MUSIC BY JERRY BOCK, LYRICS BY SHELDON HARNICK, BOOK BY JOSEPH STEIN, DIRECTED BY SAMMY DALLAS BAYES
PROCTORS, THROUGH JAN. 9
When Fiddler on the Roof opened on Broadway in 1964, musical theater was still supplying songs to the pop-music market. You couldn’t pass a radio without hearing it erupt into one of the show’s hit numbers. One of the last of the glory-days-of-Broadway musicals, it also featured choreography by Jerome Robbins that was a unique kinetic complement to the show’s Chagall-inspired look. All of this, plus Zero Mostel, gave Fiddler a then-unprecedented years-long run and four Broadway revivals.

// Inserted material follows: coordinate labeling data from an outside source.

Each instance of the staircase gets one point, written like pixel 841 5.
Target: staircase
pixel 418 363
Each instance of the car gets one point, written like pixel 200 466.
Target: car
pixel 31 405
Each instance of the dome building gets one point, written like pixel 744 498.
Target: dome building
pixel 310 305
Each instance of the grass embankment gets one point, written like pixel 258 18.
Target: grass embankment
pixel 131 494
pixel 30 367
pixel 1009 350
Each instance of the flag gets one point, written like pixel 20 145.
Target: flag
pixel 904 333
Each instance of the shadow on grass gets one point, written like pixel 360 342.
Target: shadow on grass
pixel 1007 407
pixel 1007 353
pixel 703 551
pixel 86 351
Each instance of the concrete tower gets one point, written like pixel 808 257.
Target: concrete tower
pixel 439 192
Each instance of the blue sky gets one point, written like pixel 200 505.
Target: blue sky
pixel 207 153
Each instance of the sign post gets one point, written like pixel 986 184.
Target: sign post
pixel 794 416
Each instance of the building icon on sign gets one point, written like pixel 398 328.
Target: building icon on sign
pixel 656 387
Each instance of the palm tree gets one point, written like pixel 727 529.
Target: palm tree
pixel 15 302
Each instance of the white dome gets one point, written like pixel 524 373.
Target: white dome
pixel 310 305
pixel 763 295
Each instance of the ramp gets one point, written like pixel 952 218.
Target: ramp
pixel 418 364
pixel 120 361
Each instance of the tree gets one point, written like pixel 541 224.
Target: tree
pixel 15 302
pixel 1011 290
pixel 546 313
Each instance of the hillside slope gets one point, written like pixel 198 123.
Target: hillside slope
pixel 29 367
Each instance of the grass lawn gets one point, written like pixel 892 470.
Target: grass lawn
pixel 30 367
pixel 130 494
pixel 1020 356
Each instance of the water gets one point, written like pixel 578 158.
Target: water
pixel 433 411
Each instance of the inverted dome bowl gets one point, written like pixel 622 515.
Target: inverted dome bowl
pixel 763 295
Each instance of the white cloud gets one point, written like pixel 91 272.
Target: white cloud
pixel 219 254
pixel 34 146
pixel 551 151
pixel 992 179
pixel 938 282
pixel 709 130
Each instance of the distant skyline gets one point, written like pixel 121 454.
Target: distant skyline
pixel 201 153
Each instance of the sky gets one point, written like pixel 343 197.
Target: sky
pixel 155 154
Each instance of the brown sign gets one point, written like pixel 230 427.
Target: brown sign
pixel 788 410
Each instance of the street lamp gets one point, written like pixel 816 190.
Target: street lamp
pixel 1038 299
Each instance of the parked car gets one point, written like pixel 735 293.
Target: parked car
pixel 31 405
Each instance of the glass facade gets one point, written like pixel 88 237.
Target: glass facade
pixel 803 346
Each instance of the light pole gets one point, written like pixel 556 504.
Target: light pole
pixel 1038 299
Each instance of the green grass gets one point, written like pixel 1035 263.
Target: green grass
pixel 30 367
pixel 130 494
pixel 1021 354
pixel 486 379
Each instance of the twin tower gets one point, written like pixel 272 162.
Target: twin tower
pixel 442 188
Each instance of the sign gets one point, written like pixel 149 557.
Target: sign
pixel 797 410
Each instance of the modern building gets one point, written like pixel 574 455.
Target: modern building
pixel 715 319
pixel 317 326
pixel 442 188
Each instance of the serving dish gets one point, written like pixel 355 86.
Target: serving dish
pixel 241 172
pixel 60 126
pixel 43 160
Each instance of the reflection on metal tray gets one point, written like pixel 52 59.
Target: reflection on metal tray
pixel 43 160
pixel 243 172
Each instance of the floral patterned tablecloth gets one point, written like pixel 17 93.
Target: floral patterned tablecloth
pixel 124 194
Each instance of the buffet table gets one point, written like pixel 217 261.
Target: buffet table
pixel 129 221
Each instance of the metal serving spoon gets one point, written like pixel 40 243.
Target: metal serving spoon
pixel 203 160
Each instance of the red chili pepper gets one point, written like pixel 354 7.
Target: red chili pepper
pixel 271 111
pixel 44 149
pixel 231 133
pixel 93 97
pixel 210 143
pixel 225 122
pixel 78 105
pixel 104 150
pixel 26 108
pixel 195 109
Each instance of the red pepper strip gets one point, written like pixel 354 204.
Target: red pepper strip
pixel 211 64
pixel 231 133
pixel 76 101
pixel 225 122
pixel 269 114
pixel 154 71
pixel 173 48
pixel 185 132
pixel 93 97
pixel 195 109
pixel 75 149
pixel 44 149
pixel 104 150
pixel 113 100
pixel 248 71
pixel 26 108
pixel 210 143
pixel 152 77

In the original production, the role of Yitzuk was played by Sammy Dallas Bayes, who was tapped by Robbins to preserve the choreography of the show. He did so for the 1990 revival, as well as productions around the world. He’s even in the film version, as one of the Russian dancers. (More locally, he has directed many shows at Oneonta’s Orpheus Theatre.)

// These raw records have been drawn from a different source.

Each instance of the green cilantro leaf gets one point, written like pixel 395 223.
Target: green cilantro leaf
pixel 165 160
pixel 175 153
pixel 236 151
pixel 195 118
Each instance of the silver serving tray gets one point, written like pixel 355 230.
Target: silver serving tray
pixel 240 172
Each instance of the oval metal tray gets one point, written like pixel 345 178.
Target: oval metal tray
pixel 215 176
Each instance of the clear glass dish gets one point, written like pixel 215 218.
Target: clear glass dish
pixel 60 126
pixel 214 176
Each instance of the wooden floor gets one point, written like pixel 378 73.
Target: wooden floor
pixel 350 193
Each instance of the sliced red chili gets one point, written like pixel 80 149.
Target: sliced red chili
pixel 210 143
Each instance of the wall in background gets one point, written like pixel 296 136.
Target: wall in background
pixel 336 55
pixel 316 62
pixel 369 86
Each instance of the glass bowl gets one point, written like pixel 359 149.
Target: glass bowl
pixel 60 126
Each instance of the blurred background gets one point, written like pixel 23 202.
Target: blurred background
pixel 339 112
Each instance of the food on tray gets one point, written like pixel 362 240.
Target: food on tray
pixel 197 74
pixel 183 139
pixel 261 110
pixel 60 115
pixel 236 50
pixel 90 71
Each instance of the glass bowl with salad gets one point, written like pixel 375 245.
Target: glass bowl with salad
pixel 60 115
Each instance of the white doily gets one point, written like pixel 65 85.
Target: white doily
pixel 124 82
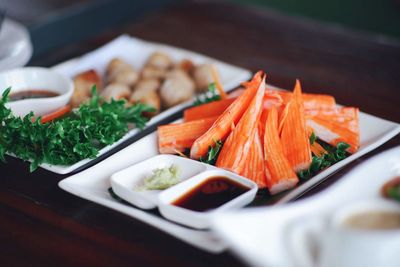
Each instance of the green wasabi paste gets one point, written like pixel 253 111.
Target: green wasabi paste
pixel 162 178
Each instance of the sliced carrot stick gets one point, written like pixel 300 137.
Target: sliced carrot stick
pixel 332 132
pixel 218 84
pixel 222 126
pixel 211 109
pixel 56 114
pixel 295 141
pixel 180 136
pixel 235 153
pixel 279 173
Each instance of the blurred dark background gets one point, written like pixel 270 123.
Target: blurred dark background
pixel 54 23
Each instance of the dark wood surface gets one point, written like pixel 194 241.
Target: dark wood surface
pixel 41 225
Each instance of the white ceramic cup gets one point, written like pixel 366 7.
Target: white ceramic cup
pixel 329 242
pixel 31 78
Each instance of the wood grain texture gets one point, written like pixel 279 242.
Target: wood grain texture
pixel 42 225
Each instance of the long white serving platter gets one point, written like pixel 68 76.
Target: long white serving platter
pixel 93 183
pixel 136 51
pixel 260 235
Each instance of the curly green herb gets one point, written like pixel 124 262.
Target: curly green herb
pixel 335 154
pixel 68 140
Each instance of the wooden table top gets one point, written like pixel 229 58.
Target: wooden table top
pixel 43 225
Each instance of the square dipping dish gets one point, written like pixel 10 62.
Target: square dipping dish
pixel 194 201
pixel 127 183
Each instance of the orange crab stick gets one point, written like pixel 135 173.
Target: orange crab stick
pixel 294 137
pixel 208 110
pixel 223 125
pixel 332 132
pixel 180 136
pixel 279 173
pixel 254 167
pixel 347 117
pixel 311 101
pixel 235 153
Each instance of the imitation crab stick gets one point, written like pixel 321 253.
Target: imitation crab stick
pixel 294 137
pixel 180 136
pixel 347 117
pixel 235 153
pixel 311 101
pixel 332 132
pixel 254 167
pixel 208 110
pixel 56 114
pixel 223 125
pixel 279 173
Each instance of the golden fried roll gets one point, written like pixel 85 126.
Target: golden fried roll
pixel 149 72
pixel 202 77
pixel 119 71
pixel 186 65
pixel 146 96
pixel 83 83
pixel 148 85
pixel 159 60
pixel 116 91
pixel 177 88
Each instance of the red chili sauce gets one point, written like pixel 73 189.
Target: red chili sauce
pixel 27 94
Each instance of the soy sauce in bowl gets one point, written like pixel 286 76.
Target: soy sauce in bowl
pixel 211 194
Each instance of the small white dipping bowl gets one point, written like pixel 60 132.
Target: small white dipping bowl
pixel 202 219
pixel 36 78
pixel 126 182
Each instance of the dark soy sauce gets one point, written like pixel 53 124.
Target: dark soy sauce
pixel 210 194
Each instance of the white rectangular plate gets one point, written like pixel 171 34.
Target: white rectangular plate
pixel 136 52
pixel 260 235
pixel 93 183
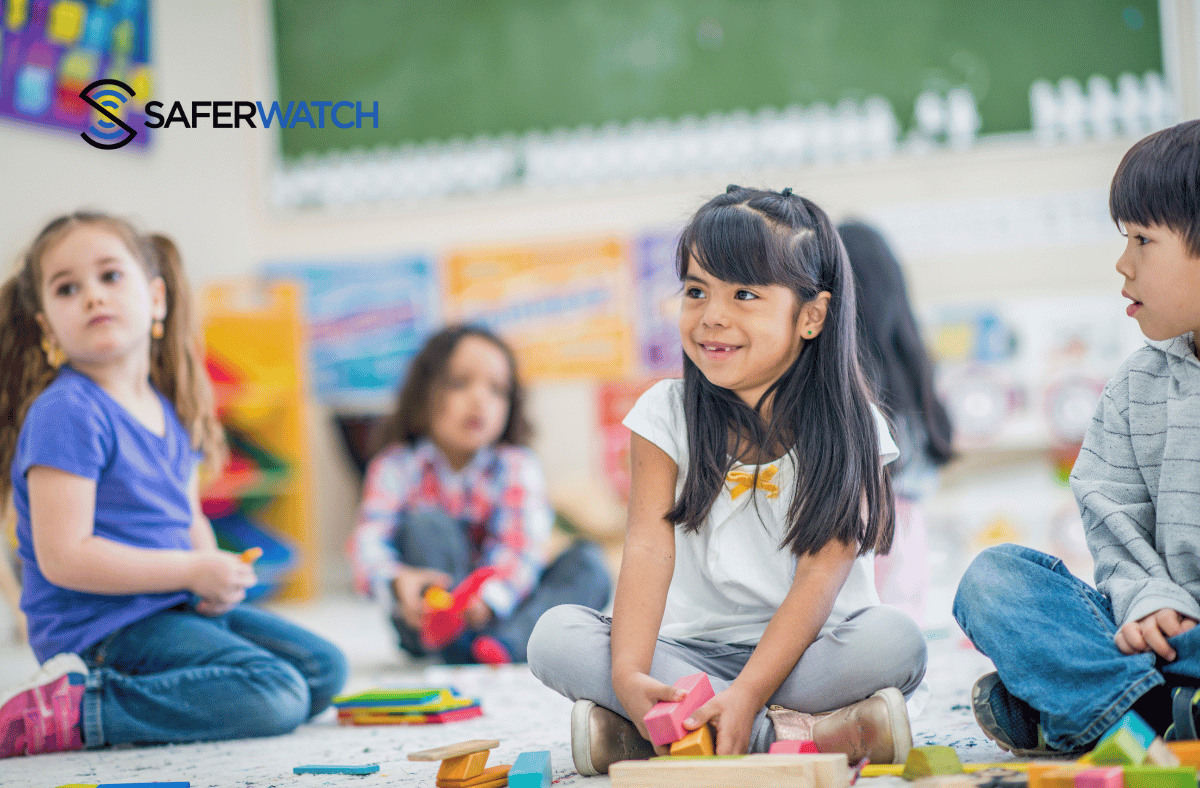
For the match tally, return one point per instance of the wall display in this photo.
(564, 307)
(51, 50)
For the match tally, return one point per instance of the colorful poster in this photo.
(366, 320)
(51, 50)
(563, 307)
(658, 292)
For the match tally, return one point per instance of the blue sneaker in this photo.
(1011, 722)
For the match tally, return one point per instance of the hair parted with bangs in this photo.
(177, 360)
(426, 379)
(820, 407)
(1158, 184)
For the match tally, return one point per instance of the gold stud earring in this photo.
(54, 355)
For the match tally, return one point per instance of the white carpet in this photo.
(517, 710)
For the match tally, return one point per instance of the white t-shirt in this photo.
(731, 576)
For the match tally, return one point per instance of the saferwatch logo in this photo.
(108, 131)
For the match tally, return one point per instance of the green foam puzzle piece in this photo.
(927, 762)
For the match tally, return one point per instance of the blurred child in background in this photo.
(901, 376)
(109, 411)
(453, 488)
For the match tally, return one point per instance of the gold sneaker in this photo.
(875, 728)
(600, 738)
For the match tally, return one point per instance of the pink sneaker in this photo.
(43, 714)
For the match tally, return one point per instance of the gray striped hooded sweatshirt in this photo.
(1138, 482)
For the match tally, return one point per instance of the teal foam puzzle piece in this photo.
(531, 770)
(331, 769)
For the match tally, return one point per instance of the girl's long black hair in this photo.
(820, 407)
(894, 358)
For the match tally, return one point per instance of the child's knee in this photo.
(552, 648)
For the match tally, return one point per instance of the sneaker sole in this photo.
(581, 744)
(901, 732)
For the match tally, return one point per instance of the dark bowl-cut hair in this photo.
(409, 421)
(1158, 184)
(820, 407)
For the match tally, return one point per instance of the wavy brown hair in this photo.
(177, 360)
(409, 420)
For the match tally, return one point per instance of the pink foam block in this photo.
(664, 722)
(793, 746)
(1108, 777)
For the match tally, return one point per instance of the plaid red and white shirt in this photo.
(501, 495)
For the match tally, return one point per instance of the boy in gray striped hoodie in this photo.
(1071, 659)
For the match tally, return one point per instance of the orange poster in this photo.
(564, 307)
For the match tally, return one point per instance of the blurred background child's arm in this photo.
(70, 554)
(516, 533)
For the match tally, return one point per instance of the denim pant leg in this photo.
(570, 651)
(576, 577)
(432, 539)
(846, 665)
(322, 663)
(181, 677)
(1050, 637)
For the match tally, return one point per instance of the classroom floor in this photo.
(519, 711)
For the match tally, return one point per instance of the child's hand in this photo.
(1150, 633)
(220, 577)
(732, 714)
(409, 587)
(637, 693)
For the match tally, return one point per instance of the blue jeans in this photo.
(435, 540)
(179, 675)
(1050, 637)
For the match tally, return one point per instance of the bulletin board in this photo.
(52, 49)
(460, 70)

The current tour, playing through Sunday on the mainstage at Proctors Theatre, reminds us of the power of Robbins’ work in the bottle dance that climaxes the wedding scene. It’s a mixture of skilled movement, a beautiful stage picture and a good measure of surprise.
The young dancers put joy and precision into their work, characteristics that weren’t as focused in many other numbers. It’s one of the problems of challenging a non-Equity cast with work that requires considerable experience and enough individual talent to buoy the ensemble to the most extreme exuberance they can muster.

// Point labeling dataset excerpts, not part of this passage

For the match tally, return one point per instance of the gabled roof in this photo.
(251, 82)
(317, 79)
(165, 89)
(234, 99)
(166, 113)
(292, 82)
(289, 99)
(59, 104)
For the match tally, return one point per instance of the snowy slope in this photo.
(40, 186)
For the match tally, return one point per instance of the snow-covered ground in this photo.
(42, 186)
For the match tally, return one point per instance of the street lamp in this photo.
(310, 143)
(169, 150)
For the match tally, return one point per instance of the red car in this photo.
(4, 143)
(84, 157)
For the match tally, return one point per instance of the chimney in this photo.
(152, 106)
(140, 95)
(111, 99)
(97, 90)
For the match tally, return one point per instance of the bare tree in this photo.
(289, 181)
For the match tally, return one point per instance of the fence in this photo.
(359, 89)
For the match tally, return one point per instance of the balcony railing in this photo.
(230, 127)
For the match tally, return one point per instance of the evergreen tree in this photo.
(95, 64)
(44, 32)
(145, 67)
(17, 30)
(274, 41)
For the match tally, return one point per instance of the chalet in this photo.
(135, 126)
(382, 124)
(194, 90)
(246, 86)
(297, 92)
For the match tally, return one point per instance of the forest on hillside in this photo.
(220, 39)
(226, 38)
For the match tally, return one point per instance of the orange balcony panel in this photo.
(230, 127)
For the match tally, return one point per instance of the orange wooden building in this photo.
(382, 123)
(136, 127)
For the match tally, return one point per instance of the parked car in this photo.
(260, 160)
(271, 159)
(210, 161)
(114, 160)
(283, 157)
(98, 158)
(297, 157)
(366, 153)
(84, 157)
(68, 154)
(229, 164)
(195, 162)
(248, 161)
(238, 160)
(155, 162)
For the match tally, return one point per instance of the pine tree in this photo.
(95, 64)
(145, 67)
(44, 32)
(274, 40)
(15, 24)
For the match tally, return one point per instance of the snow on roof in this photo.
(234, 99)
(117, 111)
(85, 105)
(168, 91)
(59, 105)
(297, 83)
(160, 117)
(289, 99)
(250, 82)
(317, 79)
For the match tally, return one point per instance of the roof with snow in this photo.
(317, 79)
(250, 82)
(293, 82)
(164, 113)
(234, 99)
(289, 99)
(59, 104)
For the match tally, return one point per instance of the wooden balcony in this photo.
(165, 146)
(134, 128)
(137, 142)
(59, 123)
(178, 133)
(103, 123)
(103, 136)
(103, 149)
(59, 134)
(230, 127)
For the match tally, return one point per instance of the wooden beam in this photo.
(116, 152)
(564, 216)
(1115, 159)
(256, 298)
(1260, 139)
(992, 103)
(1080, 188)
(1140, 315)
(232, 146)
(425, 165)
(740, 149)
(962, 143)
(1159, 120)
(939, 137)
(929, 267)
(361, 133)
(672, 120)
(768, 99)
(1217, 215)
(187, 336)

Which is why, I’m guessing, that John Preece’s characterization of Tevye seemed unusually muted. You can only go as far as the ensemble’s strengths allow. Preece has a considerable pedigree, with more than 3,000 performances of the show under his belt, half of them in the leading role, and he played it with a fine regard for the material, skillfully earning his laughs without overplaying, yet somewhat subdued at moments when he should roar.
Among other individual performers, Laren Nedelman and Andrew Boza, as Tzeitel and Motel respectively, gave a powerfully energetic performance of “Miracle of Miracles,” with the no-holds-barred energy lacking in “Matchmaker, Matchmaker.”
When the cast assembled to sing the anthemic “Sunrise, Sunset,” however, the voices blended so beautifully that the power of the number came through, effectively sentimental without seeming forced.
It’s the start of a sequence that culminates in a pogrom—this is czarist Russia, 1905, after all—performed under the authority of a constable (Bob Pritchard) who wrestles with his longtime friendship with Tevye. But Pritchard lacked the gravitas to inspire the expected fear, and the cursory upsetting of a few tables and chairs threatened to seem comical, which doesn’t make for much of a first-act curtain.
With the strong actor Frank Calamaro as butcher Lazar Wolf, the scene with Tevye that culminates in the song “To Life” played delightfully. Tevye’s wife, Golde, has to work against a larger-than-life character, and Nancy Evans played the role with a convincing sense of calm, never succumbing to the shrillness that’s a too-often-realized temptation.
Less convincing was Birdie Newman Katz as Yente, who squandered an end-of-show monologue with a cursory delivery. This is a show so burnished by the craftsmanship of its writing that every line counts, and needs to be honored as such.
David Andrews Rogers led the tiny instrumental ensemble, who did well. But don’t you miss the glorious sound of even a few strings and brass?
The above caviling notwithstanding, this was an enjoyable three hours—but what would be an outstanding example of community theater wasn’t the Broadway-quality experience Proctors promises. You take potluck even on Broadway, of course, but the bar has long been raised to a significant height.